# GASPARI NUTRITION PLASMAJET ( does it work?)



## Cane (Oct 7, 2009)

A friend was telling me about this product and he said he was sold. 
Im not quick to jump on the band wagon so has any individual on this forum tried this product? 
Just curious to see if anyone has had positive/negative effects while on this product 
thanks for the help!


----------



## MilesMac (Oct 13, 2009)

**** yes it works! I took it for one month, then a month off and now have been on it for almost 1 more whole month. I take it 30 mins before workout. You can really feel when it hits you, it hits hard! They reccomend 2 to 2 1/2 hours pre workout but it was hitting me way before that. Anyways I get crazy pumps and vasularity with this stuff! You can really feel the blood flowing. Also I am totally focused, and ready for insane workouts every time! I stack it with sp250 and that seems to be the perfect combination for me!


----------



## Marat (Oct 13, 2009)

It's a typical arginine/glycerol formula.

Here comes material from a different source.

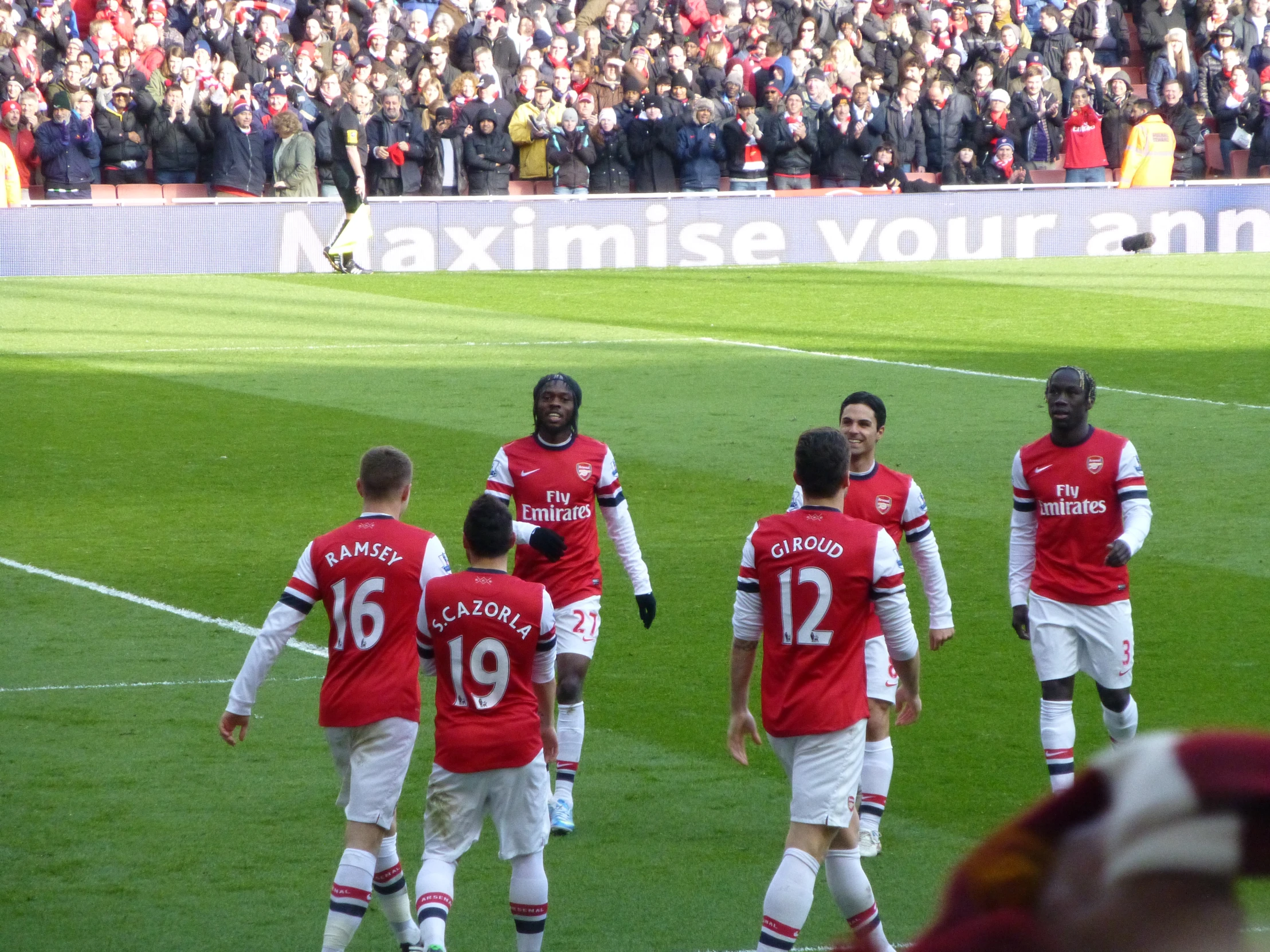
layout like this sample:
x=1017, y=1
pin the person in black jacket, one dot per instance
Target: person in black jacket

This is my preferred NO product:
http://www.ironmagazineforums.com/lg-sciences/91357-lg-sciences-cold-fusion.html


----------



## KenEm (Oct 13, 2009)

Spend your money how you want, but N.O. products are essentially BS.  Yes, they make you feel pumped temporarily.  No, they don't build muscle.


----------



## Marat (Oct 13, 2009)

KenEm said:


> Yes, they make you feel pumped temporarily.  No, they don't build muscle.



This is true. 

However, whether or not one wants to pay for the pump is one's own decision.


----------



## KenEm (Oct 13, 2009)

Fair enough.  To each his own!



m11 said:


> This is true.
> 
> However, whether or not one wants to pay for the pump is one's own decision.


----------